Then, a part of the refrigerant sent to the secondary-side third connection pipe 7 is sent to the third branch pipe 61c of the branch unit 6c, and the rest is sent to the heat source-side expansion valve 36 through the third shutoff valve 31.

Then, the refrigerant sent to the third branch pipe 61c flows through the second utilization pipe 56c of the utilization unit 3c via the second connection pipe 16c, and is sent to the utilization-side expansion valve 51c.

Then, the refrigerant having passed through the utilization-side expansion valve 51c whose opening degree is adjusted exchanges heat with indoor air supplied by the indoor fan 53c in the utilization-side heat exchanger 52c. As a result, the refrigerant flowing through the utilization-side heat exchanger 52c evaporates and becomes a low-pressure gas refrigerant. The indoor air is cooled and is supplied into the room. As a result, an indoor space is cooled. The low-pressure gas refrigerant evaporated in the utilization-side heat exchanger 52c passes through the first utilization pipe 57c and the first connection pipe 15c, and is sent to the junction pipe 62c.

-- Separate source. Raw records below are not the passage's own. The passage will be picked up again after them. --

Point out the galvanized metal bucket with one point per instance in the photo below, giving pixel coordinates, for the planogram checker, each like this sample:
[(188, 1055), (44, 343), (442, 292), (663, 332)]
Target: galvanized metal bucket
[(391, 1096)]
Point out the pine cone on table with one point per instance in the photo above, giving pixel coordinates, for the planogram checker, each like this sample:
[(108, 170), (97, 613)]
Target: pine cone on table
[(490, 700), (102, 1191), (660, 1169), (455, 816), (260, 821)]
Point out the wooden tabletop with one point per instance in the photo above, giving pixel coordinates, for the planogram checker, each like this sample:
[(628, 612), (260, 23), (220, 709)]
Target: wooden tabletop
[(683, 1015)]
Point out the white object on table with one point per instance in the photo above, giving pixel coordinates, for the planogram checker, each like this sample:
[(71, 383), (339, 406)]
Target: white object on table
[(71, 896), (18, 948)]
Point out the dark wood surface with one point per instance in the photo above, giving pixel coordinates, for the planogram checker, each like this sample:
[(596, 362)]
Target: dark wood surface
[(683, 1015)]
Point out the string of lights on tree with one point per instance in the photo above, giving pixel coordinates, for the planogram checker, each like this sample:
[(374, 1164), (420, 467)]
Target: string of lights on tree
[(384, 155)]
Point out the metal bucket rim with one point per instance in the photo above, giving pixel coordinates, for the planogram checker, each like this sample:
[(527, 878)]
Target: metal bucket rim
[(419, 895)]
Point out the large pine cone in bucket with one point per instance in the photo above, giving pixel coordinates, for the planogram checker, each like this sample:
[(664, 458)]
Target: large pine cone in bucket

Then, the low-pressure gas refrigerant sent to the junction pipe 62c is sent to the secondary-side second connection pipe 9 through the second control valve 67c and the second branch pipe 64c.

Then, the low-pressure gas refrigerant sent to the secondary-side second connection pipe 9 is returned to the suction side of the secondary-side compressor 21 through the second shutoff valve 33, the second heat source pipe 29, the suction flow path 23, and the secondary-side accumulator 30.

Further, the refrigerant sent to the heat source-side expansion valve 36 passes through the heat source-side expansion valve 36 whose opening degree is adjusted, and then exchanges heat with the primary-side refrigerant flowing through the primary-side flow path 35b in the secondary-side flow path 35a of the cascade heat exchanger 35. As a result, the refrigerant flowing through the secondary-side flow path 35a of the cascade heat exchanger 35 evaporates to become a low-pressure gas refrigerant, and is sent to the first switching valve 22a of the secondary-side switching mechanism 22. The low-pressure gas refrigerant sent to the first switching valve 22a of the secondary-side switching mechanism 22 joins the low-pressure gas refrigerant evaporated in the utilization-side heat exchanger 52c in the suction flow path 23. The joined refrigerant is returned to the suction side of the secondary-side compressor 21 via the secondary-side accumulator 30.

Note that, in this heating main operation, the secondary-side refrigerant circuit 10 controls capacity, for example, by controlling the secondary-side compressor 21 so as to process a load in a heat exchanger functioning as a radiator for the secondary-side refrigerant among the utilization-side heat exchangers 52a, 52b, and 52c. The primary-side refrigerant circuit 5a controls capacity, for example, by controlling the primary-side compressor 71 such that condensation temperature of the primary-side refrigerant in the primary-side flow path 35b of the cascade heat exchanger 35 becomes predetermined primary-side condensation target temperature.

In this manner, the operation in the heating main operation is performed.

Structure of Primary-Side Unit and Heat Source Unit

FIG. 7 is a schematic external view illustrating a state in which the primary-side unit 5 and the heat source unit 2 are connected.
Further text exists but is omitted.